Reprise d’un article publié par Internet actu
Dans : Enjeux, débats, prospective , eDémocratie , Communautés , Coopération , Comptes rendus - Par Hubert Guillaud le 19/06/2006

(magazine en ligne sous licence Creative Commons)

Howard Rheingold n’a pu faire le déplacement jusqu’à Aix-en-Provence. Il était néanmoins présent par le biais d’une longue interview audio réalisée par Daniel Kaplan, que vous retrouverez en ligne (anglais, durée 40’).
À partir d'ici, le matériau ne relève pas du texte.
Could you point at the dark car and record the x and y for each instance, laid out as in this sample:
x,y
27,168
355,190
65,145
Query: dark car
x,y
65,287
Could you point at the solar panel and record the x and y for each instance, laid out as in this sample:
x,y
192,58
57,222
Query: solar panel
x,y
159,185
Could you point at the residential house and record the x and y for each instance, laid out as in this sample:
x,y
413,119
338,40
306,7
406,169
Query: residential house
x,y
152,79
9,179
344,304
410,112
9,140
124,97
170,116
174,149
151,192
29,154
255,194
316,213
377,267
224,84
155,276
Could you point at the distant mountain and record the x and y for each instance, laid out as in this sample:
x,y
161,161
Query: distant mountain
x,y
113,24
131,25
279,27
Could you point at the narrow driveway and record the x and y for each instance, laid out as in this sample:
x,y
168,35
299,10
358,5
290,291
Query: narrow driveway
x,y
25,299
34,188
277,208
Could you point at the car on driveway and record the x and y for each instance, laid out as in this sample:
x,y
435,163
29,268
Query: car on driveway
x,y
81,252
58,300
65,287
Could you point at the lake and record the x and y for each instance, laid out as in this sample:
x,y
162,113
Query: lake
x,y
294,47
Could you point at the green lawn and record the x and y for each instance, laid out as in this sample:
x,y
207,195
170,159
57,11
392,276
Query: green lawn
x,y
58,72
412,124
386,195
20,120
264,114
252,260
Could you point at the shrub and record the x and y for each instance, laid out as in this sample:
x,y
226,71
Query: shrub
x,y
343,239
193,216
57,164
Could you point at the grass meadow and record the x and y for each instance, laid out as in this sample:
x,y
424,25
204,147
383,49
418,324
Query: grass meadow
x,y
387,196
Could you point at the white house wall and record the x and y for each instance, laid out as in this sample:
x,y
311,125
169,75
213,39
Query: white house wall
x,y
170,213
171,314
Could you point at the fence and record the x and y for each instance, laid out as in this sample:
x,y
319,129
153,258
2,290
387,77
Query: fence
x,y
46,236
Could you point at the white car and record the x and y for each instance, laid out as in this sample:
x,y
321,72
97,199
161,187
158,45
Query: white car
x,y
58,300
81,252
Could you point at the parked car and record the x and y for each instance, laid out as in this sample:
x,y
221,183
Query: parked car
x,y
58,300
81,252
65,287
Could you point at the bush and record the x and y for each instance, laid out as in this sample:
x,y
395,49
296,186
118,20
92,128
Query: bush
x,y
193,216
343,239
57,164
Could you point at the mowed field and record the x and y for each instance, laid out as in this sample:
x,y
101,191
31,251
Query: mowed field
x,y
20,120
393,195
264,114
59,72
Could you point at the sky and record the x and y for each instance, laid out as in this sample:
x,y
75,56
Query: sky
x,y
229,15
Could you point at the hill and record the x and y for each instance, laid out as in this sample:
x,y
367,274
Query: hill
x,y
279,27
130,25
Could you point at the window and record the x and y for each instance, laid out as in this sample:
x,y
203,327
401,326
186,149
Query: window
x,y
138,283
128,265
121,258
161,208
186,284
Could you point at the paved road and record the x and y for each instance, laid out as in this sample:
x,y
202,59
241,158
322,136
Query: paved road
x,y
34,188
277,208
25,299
Pour Howard Rheingold, depuis l’écriture en 2001 de SmartMobs [voir la présentation du livre par Howard Rheingold et une interview que nous avions réalisé en 2004], les événements ont plutôt confirmé les intuitions du livre. L’internet est devenu un média dominant dans les communications de plusieurs à plusieurs.

Les gens s’auto-organisent à des échelles et à une rapidité inatteignables auparavant. Apparaissent aussi des phénomènes de production collective fondée sur les “communs” comme le logiciel libre ou Wikipédia - ce que Yochai Benkler (La Richesse des Réseaux) décrit
comme “une production économique hors du champ du marché” .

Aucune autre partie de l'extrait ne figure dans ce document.